I’m using Hadoop batch indexing mechanism to index data into Druid. The index task takes about 10 mins to index 5GB of data and the task status says “SUCCESS”. I can even see the segments on HDFS deep storage.

However, the data source in the Overlord page has been in a “<99% available” state ever since the indexing task is complete.

A quick check in the MySQL database has the following:

“druid_dataSource” table is empty

“druid_pendingSegments” is empty

“druid_segments” table has data source segment info and corresponds to the directories found on HDFS for this data source.

There are no exceptions/errors found in the indexing task logs or the overlord / co-ordinator logs.

None of the queries return any result as well.

Here’s our Druid setup:

Druid version: 0.9.1

1 overlord

1 co-ordinator

3 historical and middle manager nodes

1 broker.

Deep storage - HDFS

Metadata store: MySQL

I found similar behavior (datasource <99% available) for a data source that was indexed using Kafka indexing service as well.

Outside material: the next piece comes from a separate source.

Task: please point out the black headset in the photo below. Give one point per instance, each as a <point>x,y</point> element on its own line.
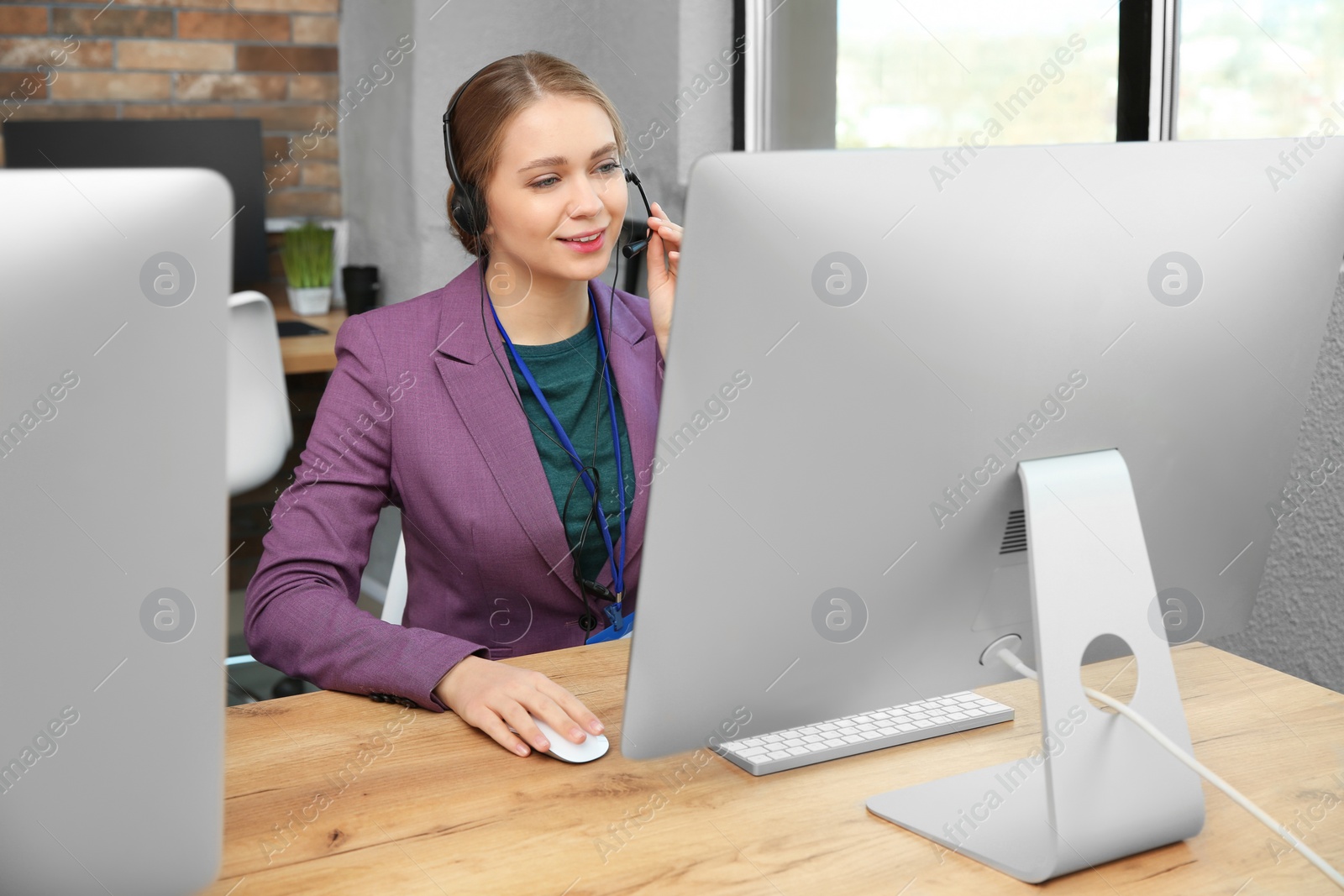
<point>470,212</point>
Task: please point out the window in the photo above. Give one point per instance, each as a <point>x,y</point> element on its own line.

Any pointers would really help.



can you share the logs of coordinator and historical ?

seems like segments are created but not loaded.

it can be the historical can not read from HDFS or they don’t have enough space to load it.

Aslo zookeeper can be an issue as well.

Sharing the logs will help

I am having this same issue. Nothing in the druid_datasource table in MySQL after successfully ingesting (tranquility) and storing segments in HDFS.